Hi. My heat press machine is blowing fuses as soon *** it reach about 180 degrees. Do anyone know where in Atlanta I can get it repaired?


----------



## proworlded (Oct 3, 2006)

What is the brand and model?


----------



## pinkchoclate29 (Feb 27, 2008)

I'm really have no idea. I ordered it from a place on ebay from yescomusa. It doesn't have a brand name on it or anything.


----------



## FatKat Printz (Dec 26, 2008)

can you take a pictures? how long as it being doing this?


----------



## Cynthia (Jan 5, 2007)

Before getting it repaired you may want to check how much is loaded onto that line.

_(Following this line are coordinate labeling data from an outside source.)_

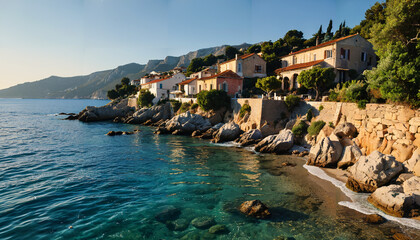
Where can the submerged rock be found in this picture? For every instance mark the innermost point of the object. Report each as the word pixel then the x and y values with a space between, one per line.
pixel 254 208
pixel 203 222
pixel 373 171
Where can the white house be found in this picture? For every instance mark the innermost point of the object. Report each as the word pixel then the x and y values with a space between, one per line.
pixel 161 88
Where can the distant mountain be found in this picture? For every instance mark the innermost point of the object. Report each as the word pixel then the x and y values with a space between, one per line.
pixel 95 85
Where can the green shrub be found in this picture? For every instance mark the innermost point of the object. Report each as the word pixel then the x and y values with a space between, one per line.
pixel 315 127
pixel 194 106
pixel 145 98
pixel 244 109
pixel 300 129
pixel 292 101
pixel 213 100
pixel 309 115
pixel 185 107
pixel 175 105
pixel 362 104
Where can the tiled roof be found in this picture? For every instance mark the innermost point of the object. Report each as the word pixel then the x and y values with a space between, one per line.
pixel 157 80
pixel 321 45
pixel 298 66
pixel 241 57
pixel 187 81
pixel 225 74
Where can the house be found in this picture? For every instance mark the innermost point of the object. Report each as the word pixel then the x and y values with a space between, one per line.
pixel 247 66
pixel 227 81
pixel 207 72
pixel 161 88
pixel 343 54
pixel 188 87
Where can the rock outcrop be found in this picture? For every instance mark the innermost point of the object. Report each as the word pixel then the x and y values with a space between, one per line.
pixel 250 137
pixel 107 112
pixel 372 172
pixel 228 132
pixel 325 153
pixel 254 208
pixel 279 143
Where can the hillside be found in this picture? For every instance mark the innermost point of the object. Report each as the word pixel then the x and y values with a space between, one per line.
pixel 95 85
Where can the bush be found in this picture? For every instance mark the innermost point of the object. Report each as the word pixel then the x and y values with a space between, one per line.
pixel 362 104
pixel 194 106
pixel 185 107
pixel 292 101
pixel 309 115
pixel 145 98
pixel 315 127
pixel 244 109
pixel 300 129
pixel 175 105
pixel 213 100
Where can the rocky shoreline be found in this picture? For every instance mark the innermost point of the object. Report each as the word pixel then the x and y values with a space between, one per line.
pixel 394 185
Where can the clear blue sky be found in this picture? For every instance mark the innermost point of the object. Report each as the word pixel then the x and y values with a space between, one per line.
pixel 73 37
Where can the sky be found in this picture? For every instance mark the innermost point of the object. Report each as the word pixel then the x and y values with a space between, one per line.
pixel 77 37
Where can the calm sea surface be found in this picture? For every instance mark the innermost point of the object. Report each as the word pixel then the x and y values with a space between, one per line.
pixel 68 180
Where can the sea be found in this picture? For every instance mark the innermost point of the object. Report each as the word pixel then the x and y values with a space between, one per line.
pixel 62 179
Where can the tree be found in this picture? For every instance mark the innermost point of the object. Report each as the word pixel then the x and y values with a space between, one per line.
pixel 317 78
pixel 231 52
pixel 145 98
pixel 268 84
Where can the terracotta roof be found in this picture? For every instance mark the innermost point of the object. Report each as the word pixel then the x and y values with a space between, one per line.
pixel 225 74
pixel 187 81
pixel 321 45
pixel 240 57
pixel 298 66
pixel 157 80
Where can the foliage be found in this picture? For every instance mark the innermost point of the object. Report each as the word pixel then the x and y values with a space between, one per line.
pixel 309 115
pixel 213 100
pixel 300 129
pixel 122 90
pixel 184 107
pixel 317 78
pixel 244 109
pixel 145 98
pixel 268 84
pixel 396 40
pixel 315 127
pixel 362 104
pixel 291 102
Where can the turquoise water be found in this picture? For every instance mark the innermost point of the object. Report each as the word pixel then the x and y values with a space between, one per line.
pixel 68 180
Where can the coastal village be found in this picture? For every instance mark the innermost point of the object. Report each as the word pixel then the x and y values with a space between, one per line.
pixel 371 145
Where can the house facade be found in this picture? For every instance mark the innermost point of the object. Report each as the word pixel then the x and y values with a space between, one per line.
pixel 228 81
pixel 248 66
pixel 161 88
pixel 344 54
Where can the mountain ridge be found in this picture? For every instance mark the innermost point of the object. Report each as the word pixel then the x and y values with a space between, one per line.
pixel 96 84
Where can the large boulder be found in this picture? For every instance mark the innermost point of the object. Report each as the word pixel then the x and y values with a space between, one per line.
pixel 229 132
pixel 279 143
pixel 254 208
pixel 325 153
pixel 107 112
pixel 188 123
pixel 373 171
pixel 250 137
pixel 392 200
pixel 345 130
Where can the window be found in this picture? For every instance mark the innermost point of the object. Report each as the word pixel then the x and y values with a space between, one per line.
pixel 328 54
pixel 363 57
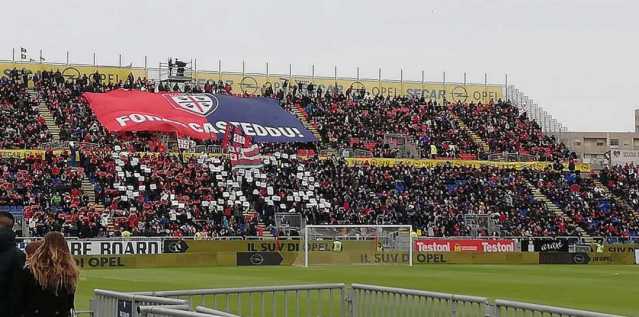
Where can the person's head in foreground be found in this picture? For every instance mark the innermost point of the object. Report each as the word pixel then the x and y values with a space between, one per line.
pixel 52 265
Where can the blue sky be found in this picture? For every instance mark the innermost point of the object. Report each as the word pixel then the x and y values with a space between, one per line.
pixel 578 59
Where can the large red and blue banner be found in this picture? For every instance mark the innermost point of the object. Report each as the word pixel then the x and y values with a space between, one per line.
pixel 199 116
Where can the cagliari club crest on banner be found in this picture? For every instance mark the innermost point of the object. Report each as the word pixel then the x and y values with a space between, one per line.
pixel 199 104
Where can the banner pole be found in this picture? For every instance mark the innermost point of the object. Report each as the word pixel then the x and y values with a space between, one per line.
pixel 422 92
pixel 379 81
pixel 485 84
pixel 444 84
pixel 401 82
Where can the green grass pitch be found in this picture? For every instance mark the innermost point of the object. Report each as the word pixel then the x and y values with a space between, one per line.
pixel 606 288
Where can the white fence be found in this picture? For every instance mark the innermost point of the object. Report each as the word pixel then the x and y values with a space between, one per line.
pixel 323 300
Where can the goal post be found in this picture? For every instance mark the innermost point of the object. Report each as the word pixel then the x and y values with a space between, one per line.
pixel 358 244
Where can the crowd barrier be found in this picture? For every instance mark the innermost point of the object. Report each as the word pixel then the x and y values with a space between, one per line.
pixel 253 83
pixel 198 253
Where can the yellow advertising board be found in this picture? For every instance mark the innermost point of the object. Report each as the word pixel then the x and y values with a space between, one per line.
pixel 21 154
pixel 583 167
pixel 109 74
pixel 253 83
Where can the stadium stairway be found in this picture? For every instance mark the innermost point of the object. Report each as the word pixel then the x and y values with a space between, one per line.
pixel 616 199
pixel 303 116
pixel 249 215
pixel 48 117
pixel 552 207
pixel 483 146
pixel 88 189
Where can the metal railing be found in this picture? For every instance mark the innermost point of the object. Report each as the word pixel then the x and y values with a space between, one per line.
pixel 506 308
pixel 369 300
pixel 316 300
pixel 326 300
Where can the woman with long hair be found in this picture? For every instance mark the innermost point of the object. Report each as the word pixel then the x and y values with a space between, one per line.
pixel 48 282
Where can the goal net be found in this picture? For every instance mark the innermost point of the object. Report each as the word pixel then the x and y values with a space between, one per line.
pixel 358 244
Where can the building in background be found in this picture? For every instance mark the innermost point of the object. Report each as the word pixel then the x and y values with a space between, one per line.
pixel 596 147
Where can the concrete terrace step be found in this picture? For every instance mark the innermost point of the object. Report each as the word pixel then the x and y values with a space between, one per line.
pixel 483 146
pixel 303 116
pixel 617 200
pixel 44 112
pixel 552 207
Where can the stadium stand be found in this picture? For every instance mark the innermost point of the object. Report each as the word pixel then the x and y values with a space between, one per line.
pixel 22 126
pixel 179 193
pixel 505 129
pixel 585 203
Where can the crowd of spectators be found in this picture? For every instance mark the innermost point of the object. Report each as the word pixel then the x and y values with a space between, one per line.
pixel 22 126
pixel 176 195
pixel 179 194
pixel 585 203
pixel 48 189
pixel 623 181
pixel 505 129
pixel 345 122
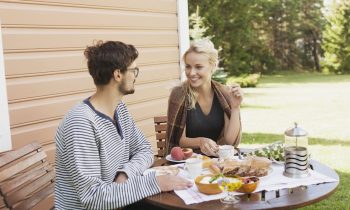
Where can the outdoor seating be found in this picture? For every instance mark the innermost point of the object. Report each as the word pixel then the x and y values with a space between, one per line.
pixel 26 178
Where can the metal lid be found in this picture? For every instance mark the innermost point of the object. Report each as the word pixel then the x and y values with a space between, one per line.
pixel 295 131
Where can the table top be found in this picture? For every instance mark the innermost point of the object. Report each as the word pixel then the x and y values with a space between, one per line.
pixel 279 199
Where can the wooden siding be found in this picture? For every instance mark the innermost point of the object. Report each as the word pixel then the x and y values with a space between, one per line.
pixel 46 71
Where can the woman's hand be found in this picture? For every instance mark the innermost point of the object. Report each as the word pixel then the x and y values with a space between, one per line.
pixel 208 147
pixel 237 95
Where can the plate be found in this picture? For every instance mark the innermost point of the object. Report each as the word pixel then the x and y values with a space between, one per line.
pixel 163 170
pixel 277 162
pixel 169 158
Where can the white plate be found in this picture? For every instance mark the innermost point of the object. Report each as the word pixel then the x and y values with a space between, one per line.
pixel 169 158
pixel 163 170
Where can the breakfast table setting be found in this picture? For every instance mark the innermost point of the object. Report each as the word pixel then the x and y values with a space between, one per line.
pixel 277 176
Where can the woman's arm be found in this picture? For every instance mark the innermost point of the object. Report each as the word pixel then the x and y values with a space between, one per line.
pixel 232 128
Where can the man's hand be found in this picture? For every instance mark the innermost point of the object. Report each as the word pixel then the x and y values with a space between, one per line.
pixel 121 177
pixel 170 183
pixel 208 147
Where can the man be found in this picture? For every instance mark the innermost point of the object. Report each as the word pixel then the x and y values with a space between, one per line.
pixel 100 153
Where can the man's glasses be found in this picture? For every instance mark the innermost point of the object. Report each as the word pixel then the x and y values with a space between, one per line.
pixel 135 70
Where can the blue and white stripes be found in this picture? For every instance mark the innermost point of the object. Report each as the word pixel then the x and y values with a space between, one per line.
pixel 89 153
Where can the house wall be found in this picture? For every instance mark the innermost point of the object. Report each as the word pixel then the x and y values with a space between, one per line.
pixel 46 71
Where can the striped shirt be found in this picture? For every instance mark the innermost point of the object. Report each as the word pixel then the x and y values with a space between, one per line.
pixel 91 150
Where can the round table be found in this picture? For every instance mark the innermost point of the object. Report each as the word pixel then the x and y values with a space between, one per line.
pixel 279 199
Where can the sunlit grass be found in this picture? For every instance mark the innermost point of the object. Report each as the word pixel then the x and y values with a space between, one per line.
pixel 320 104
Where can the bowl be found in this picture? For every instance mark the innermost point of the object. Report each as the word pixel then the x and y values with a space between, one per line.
pixel 210 188
pixel 249 184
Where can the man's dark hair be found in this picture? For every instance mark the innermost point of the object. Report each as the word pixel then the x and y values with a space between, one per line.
pixel 105 57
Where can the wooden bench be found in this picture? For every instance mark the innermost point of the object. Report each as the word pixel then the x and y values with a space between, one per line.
pixel 160 126
pixel 26 178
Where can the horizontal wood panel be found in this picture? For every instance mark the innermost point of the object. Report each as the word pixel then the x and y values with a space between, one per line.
pixel 19 40
pixel 42 133
pixel 22 89
pixel 36 111
pixel 13 14
pixel 27 88
pixel 46 70
pixel 168 6
pixel 40 63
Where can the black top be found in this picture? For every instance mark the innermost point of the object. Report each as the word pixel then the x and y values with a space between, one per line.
pixel 200 125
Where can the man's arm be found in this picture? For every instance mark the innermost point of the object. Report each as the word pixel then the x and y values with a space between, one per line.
pixel 141 154
pixel 81 158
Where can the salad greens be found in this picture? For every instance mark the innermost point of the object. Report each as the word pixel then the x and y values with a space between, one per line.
pixel 273 151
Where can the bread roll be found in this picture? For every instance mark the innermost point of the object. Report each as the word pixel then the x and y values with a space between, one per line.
pixel 214 169
pixel 260 162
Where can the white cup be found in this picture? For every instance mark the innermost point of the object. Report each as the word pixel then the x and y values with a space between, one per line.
pixel 193 166
pixel 226 151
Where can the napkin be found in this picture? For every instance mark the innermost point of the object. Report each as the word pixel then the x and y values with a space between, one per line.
pixel 275 180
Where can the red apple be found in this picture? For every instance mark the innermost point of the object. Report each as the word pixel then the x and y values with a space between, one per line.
pixel 187 152
pixel 177 154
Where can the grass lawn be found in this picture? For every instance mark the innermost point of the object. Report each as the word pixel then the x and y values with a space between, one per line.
pixel 320 104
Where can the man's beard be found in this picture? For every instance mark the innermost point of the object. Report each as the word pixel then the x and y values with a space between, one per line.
pixel 124 90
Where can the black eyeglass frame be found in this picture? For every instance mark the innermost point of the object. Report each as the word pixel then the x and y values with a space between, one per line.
pixel 136 71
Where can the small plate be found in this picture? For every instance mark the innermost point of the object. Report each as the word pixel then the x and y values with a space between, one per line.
pixel 169 158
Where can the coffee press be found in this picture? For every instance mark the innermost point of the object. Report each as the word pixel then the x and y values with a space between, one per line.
pixel 295 153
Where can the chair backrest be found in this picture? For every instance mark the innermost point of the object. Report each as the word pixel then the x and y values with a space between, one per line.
pixel 160 125
pixel 26 178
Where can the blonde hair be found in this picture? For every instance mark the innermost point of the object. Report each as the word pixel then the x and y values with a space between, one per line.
pixel 205 47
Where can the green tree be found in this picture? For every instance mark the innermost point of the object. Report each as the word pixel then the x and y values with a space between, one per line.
pixel 233 27
pixel 263 35
pixel 336 39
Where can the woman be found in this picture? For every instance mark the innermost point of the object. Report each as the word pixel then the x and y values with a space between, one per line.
pixel 203 113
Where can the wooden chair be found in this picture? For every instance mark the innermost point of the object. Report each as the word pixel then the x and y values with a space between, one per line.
pixel 160 126
pixel 26 178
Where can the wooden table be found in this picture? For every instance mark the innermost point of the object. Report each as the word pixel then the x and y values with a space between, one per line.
pixel 280 199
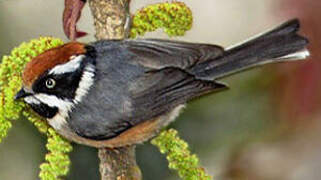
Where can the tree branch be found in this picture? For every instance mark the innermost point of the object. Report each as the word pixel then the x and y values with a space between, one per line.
pixel 112 21
pixel 111 18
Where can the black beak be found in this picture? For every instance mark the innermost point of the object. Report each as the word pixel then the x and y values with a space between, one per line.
pixel 21 94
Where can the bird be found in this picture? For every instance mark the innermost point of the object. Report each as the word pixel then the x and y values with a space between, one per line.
pixel 116 93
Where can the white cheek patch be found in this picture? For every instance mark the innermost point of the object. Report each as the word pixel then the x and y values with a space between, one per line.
pixel 70 66
pixel 64 107
pixel 31 100
pixel 86 81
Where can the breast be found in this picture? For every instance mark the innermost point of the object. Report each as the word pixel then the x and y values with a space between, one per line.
pixel 134 135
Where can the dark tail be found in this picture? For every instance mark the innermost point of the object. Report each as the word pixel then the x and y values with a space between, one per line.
pixel 278 45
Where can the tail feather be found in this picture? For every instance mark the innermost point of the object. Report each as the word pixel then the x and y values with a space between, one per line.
pixel 278 45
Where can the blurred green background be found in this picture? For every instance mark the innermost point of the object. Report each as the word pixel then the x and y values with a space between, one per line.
pixel 245 132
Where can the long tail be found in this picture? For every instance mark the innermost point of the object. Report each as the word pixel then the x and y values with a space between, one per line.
pixel 278 45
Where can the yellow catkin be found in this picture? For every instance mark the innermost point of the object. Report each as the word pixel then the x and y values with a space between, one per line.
pixel 57 159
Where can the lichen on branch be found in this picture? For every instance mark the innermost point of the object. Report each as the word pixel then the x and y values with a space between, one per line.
pixel 57 164
pixel 175 18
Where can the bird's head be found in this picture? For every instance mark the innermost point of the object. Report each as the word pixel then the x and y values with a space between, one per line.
pixel 56 80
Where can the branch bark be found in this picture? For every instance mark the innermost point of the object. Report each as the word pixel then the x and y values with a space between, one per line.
pixel 112 21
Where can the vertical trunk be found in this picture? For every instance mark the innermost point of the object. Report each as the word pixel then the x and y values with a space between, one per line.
pixel 112 21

If I don't have some lights and other things turned off it overloads the circuit and blows a fuse (I have a studio/office in my home and other things are on this circuit, as well). I need to (and have been procrastinating) in getting another line into the house dedicated to the heat press.


----------



## pinkchoclate29 (Feb 27, 2008)

Thx 4 everyone's help. Sorry took so long to get the pics up, had internet problems. Can anyone help???


----------



## headfirst (Jun 29, 2011)

I have the same no-name as you. Mine had an internal electrical failure yesterday and died.

I'm going to open mine today and see if I can find out what shorted out. If you happen to come across schematics for this model let me know.


----------



## love2knowhow (Jul 17, 2011)

pinkchoclate29 said:


> I'm really have no idea. I ordered it from a place on ebay from yescomusa. It doesn't have a brand name on it or anything.


Now, you're scaring me from ever getting one and instead, just paying for pre applied, heat transferred Tee's, and leave the issues, to someone else!


----------



## Nrodgirl (Aug 12, 2015)

Hello I also purchased a heat press from ebay. Recently my pressure regulator broke. Does anyone know where I can purchase another???


----------



## Unique-swagg (Mar 14, 2021)

pinkchoclate29 said:


> Hi. My heat press machine is blowing fuses as soon *** it reach about 180 degrees. Do anyone know where in Atlanta I can get it repaired?


My heat press machines are broke. Help!!! 
One will not clamp down entirely, and the other one has a piece broken that prevent it from lifting up and clamping down


----------